I know I didn’t make it through the last nine months solo nor am I going forward solo. God hoped for me and hopes with me. God helped me hold onto hope and continues to help me do so. Hope helped me embrace to the good moments when they are here and pulls me through the tough spots. And even, though it doesn’t make logical sense some times, when I survey the entirety of my life, I know that my spirit is thriving because of my anchor of hope.
Scriptures for Support This Week:
- Hebrews 6: 19-20: “Hope is a steadfast anchor for our soul”
- Joshua 10: 25: “Do not be afraid or dismayed, be firm and steadfast”
- Job 17:15: “Where then is my hope,my happiness, who can see it?”
- Proverbs 13:12: “Hope deferred makes a heart sick”
- Psalm 3: 2-6: “With my own voice I will call out to the LORD, and he will answer me from his holy mountain”
Online Busy Person’s Retreat:
I’m excited to announce that the first Online Busy Perons’s Retreat is full! If you would like to be added to the wait list, please contact me. Be on the look out for other online busy persons’ retreats in the fall of 2017!
Busy Lives and Restless Souls News:
- Join me on the Jen Fulfiller Show on Thursday, May 11th at 1:20pm
- Look for the June issue of Simple Grace magazine on stands tomorrow you might recognize a face in it!

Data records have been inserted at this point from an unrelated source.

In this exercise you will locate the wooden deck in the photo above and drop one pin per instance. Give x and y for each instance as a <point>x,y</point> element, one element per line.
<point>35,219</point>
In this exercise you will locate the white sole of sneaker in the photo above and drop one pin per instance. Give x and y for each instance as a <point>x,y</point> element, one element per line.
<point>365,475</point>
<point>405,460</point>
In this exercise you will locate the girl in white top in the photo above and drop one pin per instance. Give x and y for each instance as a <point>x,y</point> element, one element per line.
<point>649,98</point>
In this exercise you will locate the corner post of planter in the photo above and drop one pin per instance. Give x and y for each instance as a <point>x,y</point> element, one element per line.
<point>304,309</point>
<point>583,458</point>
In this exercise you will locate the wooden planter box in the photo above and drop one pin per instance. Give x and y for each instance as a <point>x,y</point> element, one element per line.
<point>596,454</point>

Becky, your post resonates with me. After 6 years of researching/writing a book about my mother’s life in Hiroshima during WWII, including her survival of the atomic bomb at the age of 12-years-old; I finally had a publishing contract. It was bittersweet because my mom passed away 3 months after that. She became ill and I took care of her, yet she went too quickly.
So when my book came out last August,that wouldn’t have been possible without her bravery to tell me about her experience; I felt such a loss.
I pray for strength and bravery like my mother had. So I truly believe, hope DOES make a difference!
Thank you for your grace filled words.